Avec l’émergence de l’ordinateur personnel et d’internet, certains ont imaginé contourner les défauts des métaux précieux en utilisant la technologie pour créer une monnaie électronique et pour importer le mécanisme du marché libre en ligne. Les cypherpunks, bien qu’ils aient été préfigurés par les « high-tech hayekians » des années 80, ont poussé cette idée dans ses retranchements. Ainsi Timothy May déclarait dès la naissance du mouvement en 1992 :
« Tout comme la technologie de l’imprimerie a altéré et réduit le pouvoir des corporations médiévales et la structure sociale de pouvoir, les méthodes cryptologiques altèrent fondamentalement la nature de l’interférence du gouvernement et des grandes sociétés dans les transactions économiques. »
Timothy May, Le manifeste crypto anarchiste, 1992.
Les cypherpunks se rapprochaient de ce fait des agoristes, notamment par leur mise en valeur de la pratique (« les cypherpunks écrivent du code »). Konkin lui-même était bien conscient de cette similitude lorsqu’il déclarait en 1995 :
« Il existe un nouveau champ de bataille pour les agoristes et les étatistes : le cyberespace, où les guerriers de la route agoristes cypherpunks ont de l’avance sur les hommes de l’autoroute étatistes de Gore. »
Samuel Edward Konkin, The Last, Whole Introduction to Agorism, 1995.
Malheureusement, les cypherpunks ne sont pas parvenus à mettre en application leurs idées de façon satisfaisante. En particulier, ils n’ont pas réussi à mettre au point une monnaie numérique robuste qui fonctionnerait nativement sur internet, en dépit de nombreuses tentatives. Il a fallu attendre Bitcoin pour que cela se réalise.
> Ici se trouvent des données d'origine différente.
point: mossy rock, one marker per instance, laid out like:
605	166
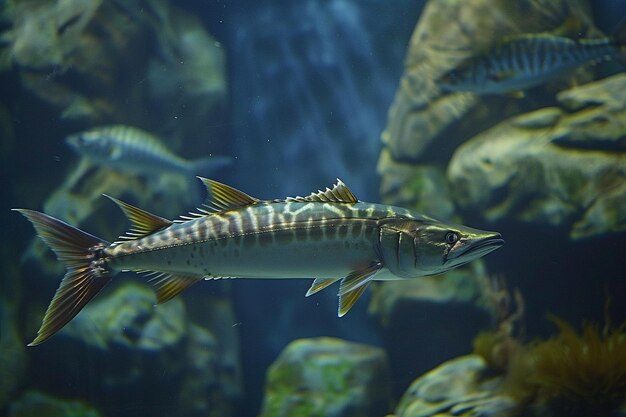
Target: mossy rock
327	377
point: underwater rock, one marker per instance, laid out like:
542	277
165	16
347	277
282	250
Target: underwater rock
430	308
458	387
557	166
447	33
88	60
127	319
329	377
126	344
35	403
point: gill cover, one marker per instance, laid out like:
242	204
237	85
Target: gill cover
397	247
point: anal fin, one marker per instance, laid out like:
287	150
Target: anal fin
167	286
347	300
319	284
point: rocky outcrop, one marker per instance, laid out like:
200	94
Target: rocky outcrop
121	343
458	387
329	377
562	166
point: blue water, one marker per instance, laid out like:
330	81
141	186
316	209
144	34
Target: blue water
305	95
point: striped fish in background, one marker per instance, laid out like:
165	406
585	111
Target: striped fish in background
520	62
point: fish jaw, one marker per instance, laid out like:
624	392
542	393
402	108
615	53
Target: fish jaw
473	246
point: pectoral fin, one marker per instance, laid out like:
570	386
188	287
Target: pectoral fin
347	300
354	285
319	284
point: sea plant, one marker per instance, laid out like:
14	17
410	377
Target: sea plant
572	373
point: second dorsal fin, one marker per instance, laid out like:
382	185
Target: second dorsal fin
224	197
142	222
340	193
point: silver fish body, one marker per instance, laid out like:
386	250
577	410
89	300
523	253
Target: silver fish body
129	149
328	235
526	61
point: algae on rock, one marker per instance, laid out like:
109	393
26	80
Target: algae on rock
329	377
557	166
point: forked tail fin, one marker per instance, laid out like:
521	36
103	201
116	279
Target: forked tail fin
86	270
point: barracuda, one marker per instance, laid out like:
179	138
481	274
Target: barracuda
328	236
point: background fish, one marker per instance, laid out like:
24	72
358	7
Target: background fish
525	61
130	149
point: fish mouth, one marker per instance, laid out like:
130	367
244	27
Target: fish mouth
480	247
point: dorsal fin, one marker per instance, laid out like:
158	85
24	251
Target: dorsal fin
224	197
142	222
340	193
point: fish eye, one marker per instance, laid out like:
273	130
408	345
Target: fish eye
452	237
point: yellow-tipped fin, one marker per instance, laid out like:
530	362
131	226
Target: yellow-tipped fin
224	197
354	285
86	272
319	284
142	222
339	193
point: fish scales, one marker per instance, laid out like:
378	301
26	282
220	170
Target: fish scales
328	235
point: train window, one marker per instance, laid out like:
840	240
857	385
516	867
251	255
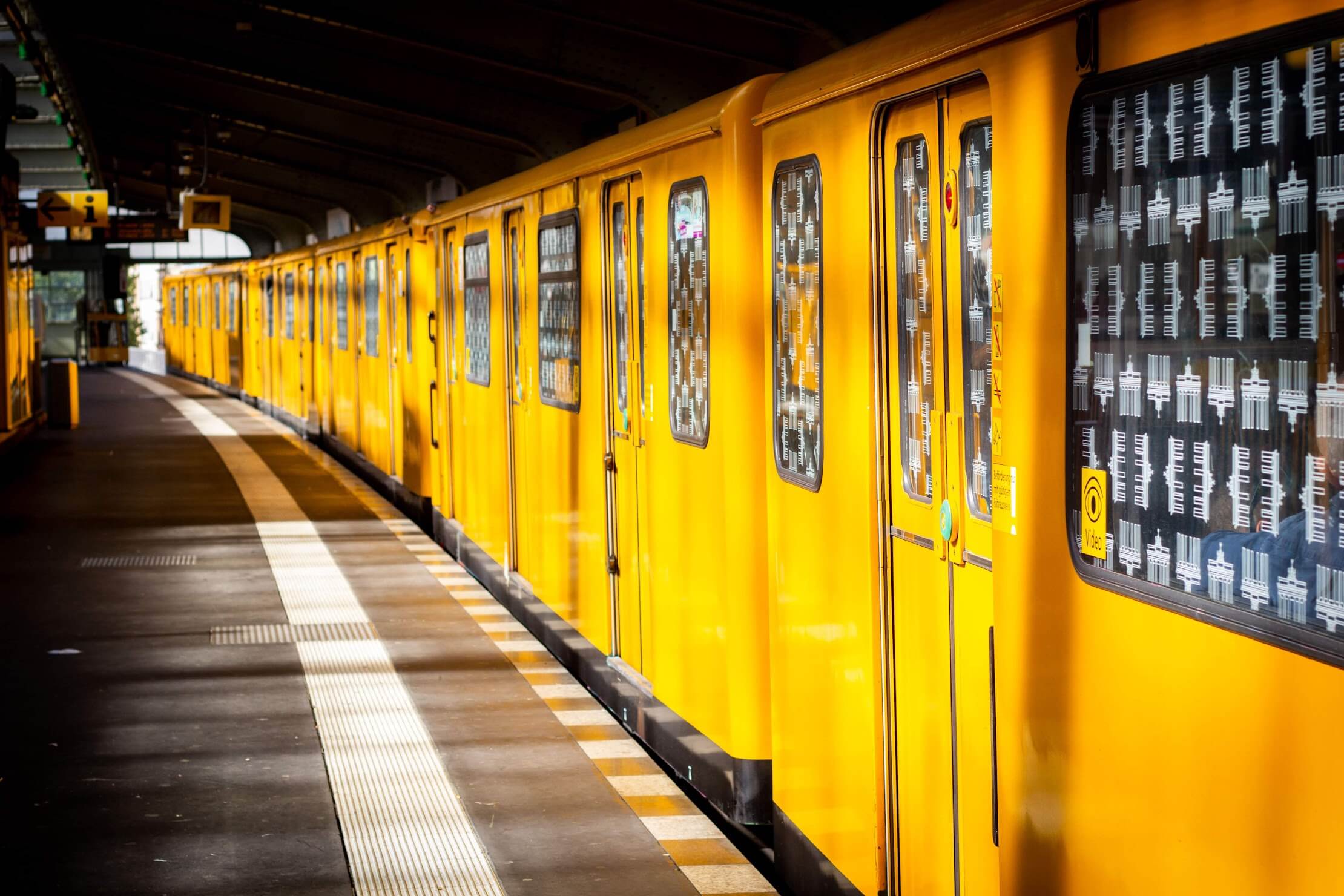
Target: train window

Bitcoin, l’agorisme cryptomonétaire
Satoshi Nakamoto n’a jamais clairement évoqué ses motivations pour avoir inventé Bitcoin. Néanmoins il a laissé quelques indications dans ses déclarations. En particulier, à une personne qui lui disait qu’il ne trouverait pas de « solution aux problèmes politiques dans la cryptographie » en 2008, il avait rétorqué :
« Oui, mais nous pouvons remporter une bataille majeure dans la course aux armements et gagner un nouvel espace de liberté pour plusieurs années.
Les gouvernements sont bons pour couper les têtes des réseaux contrôlés de manière centralisée comme Napster, mais les réseaux purement pair-à-pair comme Gnutella et Tor semblent tenir le coup. »
Satoshi Nakamoto
Martti Malmi, le jeune développeur finlandais qui aidait Satoshi Nakamoto lors des débuts de Bitcoin, avait également écrit une courte introduction sur le forum anarcho-capitaliste de Freedomain Radio en 2009 :
« Le système est anonyme, et aucun gouvernement ne pourrait possiblement taxer ou empêcher les transactions. Il n’y a pas de banque centrale qui puisse déprécier la devise avec la création illimitée de nouvelle monnaie. L’adoption généralisée d’un tel système ressemble à quelque chose qui pourrait avoir un effet dévastateur sur la capacité de l’État à se nourrir à partir de son bétail. »
Bitcoin est donc un concept de monnaie numérique idéal pour l’agorisme grâce à sa résistance à la censure et grâce à l’absence de seigneuriage. Bitcoin est une manière pour les agoristes de « rendre à César ce qui est à César, et à Dieu ce qui est à Dieu » en arrêtant d’utiliser la monnaie étatique comme l’euro, étroitement liée au prélèvement de richesse de l’État, et en utilisant exclusivement la monnaie libre, neutre et décentralisée par essence.
Mais cela va plus loin : non seulement Bitcoin existe pour le marché libre, mais aussi par le marché libre. Son modèle de sécurité n’est en effet pas politique, mais économique. Pour fonctionner, il ne requiert pas l’autorisation des États, mais repose sur les incitations économiques des mineurs et des utilisateurs. Son territoire de prédilection est donc le marché gris et potentiellement le marché noir, et non pas le marché blanc.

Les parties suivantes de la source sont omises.